Ranked first is everything with wheels. Or perhaps that should be rephrased: anything consuming petrol rules the road. Petrol and roads were invented to enable us to travel far distances in record time.

That means, those of us who regard being in a certain place at a certain time as less valuable than getting there have to accept our place in the periphery. It’s not just about following road regulations and street signs to stay on the right side of law and civilization. It’s about staying alive.

The half-raised head of a dog, frozen in the violence of a road kill, remains a parody of street survival, gazing with sightless bloodied sockets at vehicles whizzing around it. The animal in death attracted more consideration from the “kings of the road” than when it still enjoyed its short, interrupted life.

Dogs, cats and the four-footed have it only slightly worse than the two-legged. On sidewalks renovated for tourism, I still don’t let down my guard. People sleep here. Children hunt in packs. Helpers or fish sellers casually fling tubs of water, flavored with canal extracts and fish guts, to wet the ground and cool the day.

During snarl-ups, pedestrians should expect company, stepping aside to make way for motorcyclists and bicyclists that are also escaping endangered existence on the road.

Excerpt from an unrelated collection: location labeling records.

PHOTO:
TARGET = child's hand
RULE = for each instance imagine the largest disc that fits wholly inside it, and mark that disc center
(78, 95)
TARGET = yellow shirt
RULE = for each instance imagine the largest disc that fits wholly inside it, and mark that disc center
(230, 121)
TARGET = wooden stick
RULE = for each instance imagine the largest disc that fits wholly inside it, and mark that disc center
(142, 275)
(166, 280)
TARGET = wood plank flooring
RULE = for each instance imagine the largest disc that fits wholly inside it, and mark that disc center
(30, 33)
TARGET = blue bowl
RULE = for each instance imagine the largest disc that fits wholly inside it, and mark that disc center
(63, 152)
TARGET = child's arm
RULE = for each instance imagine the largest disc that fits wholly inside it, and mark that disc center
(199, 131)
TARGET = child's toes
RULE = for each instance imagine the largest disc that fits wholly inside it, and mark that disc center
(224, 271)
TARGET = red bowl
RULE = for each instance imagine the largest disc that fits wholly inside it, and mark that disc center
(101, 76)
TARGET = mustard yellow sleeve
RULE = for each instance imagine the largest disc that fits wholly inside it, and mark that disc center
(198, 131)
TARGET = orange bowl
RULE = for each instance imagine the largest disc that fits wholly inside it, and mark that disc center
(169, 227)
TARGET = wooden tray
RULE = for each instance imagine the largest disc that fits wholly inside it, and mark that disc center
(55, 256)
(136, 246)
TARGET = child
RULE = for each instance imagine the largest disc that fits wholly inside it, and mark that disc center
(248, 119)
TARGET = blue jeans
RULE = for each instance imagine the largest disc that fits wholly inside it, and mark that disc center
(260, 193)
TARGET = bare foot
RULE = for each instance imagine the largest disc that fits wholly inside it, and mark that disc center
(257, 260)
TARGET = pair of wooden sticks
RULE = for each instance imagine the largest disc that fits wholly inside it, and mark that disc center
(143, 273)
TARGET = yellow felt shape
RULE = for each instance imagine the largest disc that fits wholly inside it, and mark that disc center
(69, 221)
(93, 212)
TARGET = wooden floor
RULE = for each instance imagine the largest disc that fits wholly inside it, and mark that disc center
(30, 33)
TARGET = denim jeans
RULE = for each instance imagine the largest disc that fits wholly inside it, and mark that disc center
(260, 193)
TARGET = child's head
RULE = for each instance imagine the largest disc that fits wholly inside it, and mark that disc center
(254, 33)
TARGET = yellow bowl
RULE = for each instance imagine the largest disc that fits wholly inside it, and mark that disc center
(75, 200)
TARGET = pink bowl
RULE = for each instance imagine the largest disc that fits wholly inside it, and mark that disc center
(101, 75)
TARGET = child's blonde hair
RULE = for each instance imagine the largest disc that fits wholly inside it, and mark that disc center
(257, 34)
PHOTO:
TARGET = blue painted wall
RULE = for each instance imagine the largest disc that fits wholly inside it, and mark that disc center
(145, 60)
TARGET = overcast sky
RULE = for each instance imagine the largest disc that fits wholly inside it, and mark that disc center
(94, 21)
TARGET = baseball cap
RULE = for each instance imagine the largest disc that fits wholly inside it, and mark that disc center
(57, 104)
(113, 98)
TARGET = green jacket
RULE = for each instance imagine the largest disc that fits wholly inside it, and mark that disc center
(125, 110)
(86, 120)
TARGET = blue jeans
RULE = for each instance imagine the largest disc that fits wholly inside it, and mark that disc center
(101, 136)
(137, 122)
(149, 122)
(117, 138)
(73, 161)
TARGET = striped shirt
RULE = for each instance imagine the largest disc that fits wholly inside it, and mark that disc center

Are our roads merely lacking in motorcycle and bicycle lanes?

Or are they just full of drivers intent on teaching with extreme prejudice the rightful place on the roads of those who power their journeys with two legs?

When I was younger and slimmer, I owned a T-shirt whose humor was even better than its graphics.

A steaming pile of poop was in the line of an oncoming set of monster wheels. The print read: “Endangered feces”. My younger self never felt compelled to walk anywhere except to a bookstore and the toilet.

Alas, I now possess the wisdom and the will but not the wit to wear a shirt that was long ahead of its time.